DMRF-funded Scientists Discover New Genetic Basis for Dystonia
Discovery of New Gene Provides Opportunity to Better Understand Focal and Generalized Dystonias
Scientists from Mount Sinai School of Medicine and Beth Israel Medical Center have announced the latest discovery in dystonia research: a novel gene for primary torsion dystonia, which includes adult onset focal dystonia and early onset dystonia. The Dystonia Medical Research Foundation (DMRF) is proud to have partially supported this work.
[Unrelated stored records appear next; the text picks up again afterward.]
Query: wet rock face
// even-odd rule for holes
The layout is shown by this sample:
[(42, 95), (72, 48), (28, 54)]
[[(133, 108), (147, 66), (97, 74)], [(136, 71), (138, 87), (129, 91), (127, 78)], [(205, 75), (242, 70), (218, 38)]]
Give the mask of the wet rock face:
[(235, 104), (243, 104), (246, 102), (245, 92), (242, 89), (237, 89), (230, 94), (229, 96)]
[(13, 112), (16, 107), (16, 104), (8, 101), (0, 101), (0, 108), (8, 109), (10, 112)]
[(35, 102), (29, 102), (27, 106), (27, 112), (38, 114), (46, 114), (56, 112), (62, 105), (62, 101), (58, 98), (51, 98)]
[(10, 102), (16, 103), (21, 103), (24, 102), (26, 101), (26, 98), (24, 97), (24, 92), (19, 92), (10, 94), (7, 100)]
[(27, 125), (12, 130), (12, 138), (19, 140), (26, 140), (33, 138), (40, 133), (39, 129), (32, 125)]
This discovery was made through the collaboration of the molectular genetic laboratory of Dr. Laurie Ozelius at Mount Sinai and the clinical research team led by Dr. Susan Bressman at Beth Israel, as well as movement disorder specialists in the US and Canada. Ultimately, this work derived from the generosity of patients and families who participated in these studies for over a 25 year period. Many responded through advertisements placed in the DMRF's Dystonia Dialogue newsletter to participate in the NIH-Funded parent study.
Published online December 9 in Nature Genetics, the findings describe the GNAL gene, the first primary torsion dystonia gene that directly points to signal transduction pathways in the dopamine system as the origin of pathophysiology. Genetic testing in volunteers from two dystonia families revealed mutations in GNAL. Further screening of 39 additional families identified another six mutations in this gene. This discovery will help development of genetic tests to confirm diagnosis, identify unaffected adult carriers, and provide greater reproductive health options for affected families. The research also unveils a new potential therapeutic target and thus an opportunity for developing new treatments.
“The technique used for the identification of the GNAL gene—called exome sequencing—is a powerful and efficient tool that will accelerate the pace of dystonia gene discovery and, consequently, our understanding of the pathways involved in primary torsion dystonia.” says Dr. Ozelius, who led the research team. “Any new gene offers the potential to develop new therapeutics, but because GNAL belongs to a well-studied pathway, other components in this pathway may also be targets for drug development” adds Tania Fuchs, PhD, Instructor in the Department of Genetics and Genomic Sciences of Mount Sinai School of Medicine, who is first author of the paper.
Primary torsion dystonia is a movement disorder characterized by repetitive twisting muscle contractions and postures that can affect the face, neck, arms, legs, or torso. Common symptoms include tremors, voice problems, or a dragging foot. Primary torsion dystonia may be adult onset or childhood onset. Symptoms can be focal, segmental or generalized. The disorder is dominantly inherited with reduced penetrance, making it difficult to predict which family members may at risk without genetic screening. Three additional genes associated with primary torsion dystonia have been identified: DYT1, THAP1, and CIZI.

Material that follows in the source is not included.